Feb 23

Washington State has a rich history of Sasquatch Sightings







As reported by the Mount St. Helens Area VALLEY BUGLER newspaper
December 2002

A thick, low mist covered the valley, with not a hint of a breeze rustling the dry leaves.
The stillness and silence was rather eerie, the birds weren’t even singing. Hanging from the
low branches of the Douglas fir trees were dew-covered spider webs. But the spiders weren’t
there. It was as if all wildlife were in hiding.

This fall has been an awesome spectacle of beauty. Bright blue skies, with the leaves
turning rather late in the season, fall this year has been one of warm weather and delightful
views.
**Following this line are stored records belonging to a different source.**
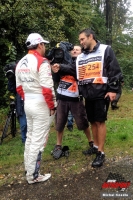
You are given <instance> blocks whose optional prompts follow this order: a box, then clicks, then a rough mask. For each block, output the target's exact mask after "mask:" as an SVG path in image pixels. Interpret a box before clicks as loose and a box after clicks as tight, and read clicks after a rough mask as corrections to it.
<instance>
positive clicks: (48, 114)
mask: <svg viewBox="0 0 133 200" xmlns="http://www.w3.org/2000/svg"><path fill="white" fill-rule="evenodd" d="M46 43H49V42H48V41H46V40H44V39H43V38H42V36H41V35H40V34H38V33H31V34H30V35H29V36H28V38H27V40H26V46H27V48H28V50H29V51H28V54H27V55H26V56H24V57H23V58H22V59H21V60H20V61H19V63H18V64H17V67H16V90H17V92H18V94H19V95H20V96H21V97H22V98H23V99H24V102H25V105H24V107H25V113H26V118H27V128H28V130H27V139H26V143H25V151H24V164H25V171H26V179H27V181H28V183H29V184H32V183H35V182H42V181H46V180H47V179H49V178H50V177H51V174H45V175H40V173H39V169H40V161H41V154H42V152H43V150H44V148H45V146H46V143H47V139H48V133H49V129H50V124H49V119H50V115H53V114H54V113H55V109H56V100H55V93H54V87H53V80H52V75H51V67H50V64H49V62H48V60H47V59H46V58H44V57H43V56H44V54H45V44H46Z"/></svg>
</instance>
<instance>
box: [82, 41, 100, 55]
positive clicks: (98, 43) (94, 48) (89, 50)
mask: <svg viewBox="0 0 133 200" xmlns="http://www.w3.org/2000/svg"><path fill="white" fill-rule="evenodd" d="M96 42H97V43H96V45H95V46H94V48H93V50H92V51H90V50H89V49H84V48H82V53H84V54H89V53H92V52H95V51H96V50H97V49H98V47H99V45H100V42H99V41H97V40H96Z"/></svg>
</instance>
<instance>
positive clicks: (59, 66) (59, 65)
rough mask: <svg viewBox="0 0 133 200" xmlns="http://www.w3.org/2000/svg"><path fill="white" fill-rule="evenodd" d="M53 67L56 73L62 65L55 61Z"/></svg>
mask: <svg viewBox="0 0 133 200" xmlns="http://www.w3.org/2000/svg"><path fill="white" fill-rule="evenodd" d="M51 69H52V71H53V72H54V73H57V72H58V71H59V69H60V65H59V64H57V63H55V64H54V65H52V66H51Z"/></svg>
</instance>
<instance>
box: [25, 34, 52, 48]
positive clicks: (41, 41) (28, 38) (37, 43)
mask: <svg viewBox="0 0 133 200" xmlns="http://www.w3.org/2000/svg"><path fill="white" fill-rule="evenodd" d="M40 43H45V44H48V43H49V41H47V40H44V39H43V37H42V36H41V35H40V34H38V33H31V34H30V35H29V36H28V38H27V40H26V46H27V48H28V49H30V48H32V47H33V46H35V45H37V44H40Z"/></svg>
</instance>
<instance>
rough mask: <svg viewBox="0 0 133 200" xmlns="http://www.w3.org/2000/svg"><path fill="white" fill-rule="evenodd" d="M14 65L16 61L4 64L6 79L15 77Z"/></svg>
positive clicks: (11, 78)
mask: <svg viewBox="0 0 133 200" xmlns="http://www.w3.org/2000/svg"><path fill="white" fill-rule="evenodd" d="M15 67H16V62H11V63H9V64H6V66H5V67H4V72H5V76H6V77H7V78H8V79H12V78H15Z"/></svg>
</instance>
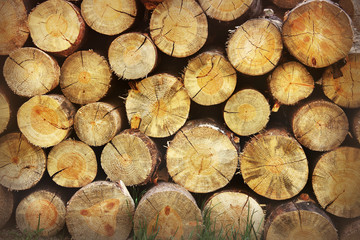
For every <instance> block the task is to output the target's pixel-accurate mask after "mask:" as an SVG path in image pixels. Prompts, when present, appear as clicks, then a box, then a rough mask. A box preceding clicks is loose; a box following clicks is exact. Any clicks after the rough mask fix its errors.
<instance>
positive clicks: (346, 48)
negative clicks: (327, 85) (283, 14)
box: [282, 0, 353, 68]
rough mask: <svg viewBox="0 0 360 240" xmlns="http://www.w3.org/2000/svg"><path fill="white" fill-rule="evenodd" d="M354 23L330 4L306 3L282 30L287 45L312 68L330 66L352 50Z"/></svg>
mask: <svg viewBox="0 0 360 240" xmlns="http://www.w3.org/2000/svg"><path fill="white" fill-rule="evenodd" d="M350 21H351V20H350V17H349V16H348V15H347V14H346V13H345V12H344V11H343V10H342V9H341V8H340V7H338V6H336V5H335V4H333V3H332V2H330V1H327V0H321V1H306V2H305V3H304V4H300V5H299V6H298V7H296V8H294V9H292V10H291V11H290V13H289V14H288V15H287V17H286V20H285V21H284V25H283V31H282V36H283V40H284V44H285V46H286V47H287V49H288V50H289V52H290V53H291V54H292V55H293V56H294V57H296V58H297V59H298V60H299V61H300V62H301V63H303V64H305V65H307V66H309V67H315V68H322V67H326V66H329V65H331V64H333V63H335V62H337V61H339V60H340V59H342V58H344V57H346V55H347V54H348V53H349V51H350V48H351V46H352V43H353V31H352V28H351V23H350Z"/></svg>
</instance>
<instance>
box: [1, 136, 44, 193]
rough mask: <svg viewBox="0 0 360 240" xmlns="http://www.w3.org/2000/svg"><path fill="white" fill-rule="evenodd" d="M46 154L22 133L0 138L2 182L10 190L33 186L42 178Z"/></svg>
mask: <svg viewBox="0 0 360 240" xmlns="http://www.w3.org/2000/svg"><path fill="white" fill-rule="evenodd" d="M45 168H46V156H45V153H44V151H43V150H42V149H41V148H40V147H36V146H34V145H32V144H30V143H29V142H28V140H27V139H26V138H25V137H24V135H22V134H21V133H9V134H7V135H4V136H2V137H1V138H0V184H1V185H3V186H4V187H7V188H8V189H10V190H25V189H29V188H31V187H33V186H34V185H35V184H37V183H38V182H39V181H40V179H41V178H42V176H43V174H44V172H45Z"/></svg>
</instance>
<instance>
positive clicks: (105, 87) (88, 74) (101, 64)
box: [60, 50, 111, 104]
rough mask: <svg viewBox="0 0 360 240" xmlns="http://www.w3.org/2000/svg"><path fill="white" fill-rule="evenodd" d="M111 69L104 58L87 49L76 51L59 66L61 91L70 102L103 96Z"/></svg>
mask: <svg viewBox="0 0 360 240" xmlns="http://www.w3.org/2000/svg"><path fill="white" fill-rule="evenodd" d="M110 81H111V69H110V66H109V64H108V62H107V61H106V59H105V58H104V57H102V56H100V55H99V54H97V53H95V52H93V51H91V50H89V51H78V52H76V53H74V54H72V55H71V56H69V57H68V58H66V60H65V62H64V64H63V65H62V66H61V76H60V87H61V91H62V92H63V94H64V95H65V97H66V98H68V99H69V100H70V101H71V102H73V103H77V104H87V103H91V102H96V101H98V100H100V99H101V98H102V97H104V96H105V94H106V93H107V91H108V90H109V87H110Z"/></svg>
Bright oranges, deep yellows and the evergreens have decorated the hillsides, with
the early mornings featuring the low misty fog.

It was on this one special patchy fog type of morning that the stillness set in. It wasn’t as if
the stillness were a weather event, it was more that something different was about to happen.

That was when the cows in the distant pastures started in their odd mooing. Normally with a
quiet, still morning, the cows can be heard in the distance with their normal noise. This
morning they let out a mournful cry that was different. Very different.

Walking outside, we thought maybe it was coyotes again. Those wiley creatures often make
local animals act a little strange. But never have they made the cattle give off such a sound.
Listening, there were no coyote sounds.

Thinking again that maybe it was a bear or a cougar. We had spotted one cougar in our
yard a couple of years ago. At dusk, as we drove down our west driveway that winds through
the trees, out lights picked up a pair of glowing eyes. We stopped, hit the brights, and there
in the glow was a small, young golden cougar looking at us. We watched a bit, and it turned
and headed south out of our property to the woods. We’ve never seen it again, but the
cattle had made some strange sounds that night also.

As we were pondering what could be causing the cattle to make such a strange sound, we
picked up a whiff of an awful smell. Like the smell of rotten meat crossed with the aroma of
terrible body odor.

We looked around our little three acres but saw nothing. Making sure the dogs were locked
into the yard, we went about our morning duties.

deep2About noon we wandered outside and were again greeted with the strange smell. With the
sun high, we decided to walk around a bit and see if we could find what was giving off this
terrible aroma. On the west side is a section of tall grass and blackberry vines, with apple
and plum trees on the edge. All of the fruit was ripe and ready to pick. Suddenly we
something move by the apple trees. Something big, and hairy. Peeking out from our vantage
point by the shed, we saw something that made our blood run ice cold. About eight feet tall,
brown and big, it definitely was not a bear. It was much more human, but not human.

We sneaked a bit closer by the hill that surrounds the pool. Peaking out from the ridge,
whatever it was, spotted us. It let out with an awful scream and took off towards the woods to
the south. I ran in to get a camera while my husband kept an eye on whatever it was.

As I came out running short of breath, he stood by the shed pointing at the tall grass to the
south, just before the tree line where the creature now ran. I focused the camera, and hit a
couple of shots while the creature made its way away from us. The speed with which he ran
was astounding for such a big creature. His lumbering feet were pounding the ground while
his arms swung in rhythmic sequence to the run. He was soon out of range for my zoom,
making any more photography impossible, unless I wanted to follow. I didn’t.

What it was, I’ll leave for you all to decide. One thing for sure, I’ll not be wandering around in
the woods by myself any more. Especially if I smell something like I did this fall morning !


8 Responses to “Washington State has a rich history of Sasquatch Sightings”

  1. Robert P

    Man I’m going to stop complaining about coyotes and racoons knocking over the trash cans. These people have to worry about mountain lions and skoocooms. I know where we’re going on our next vacation.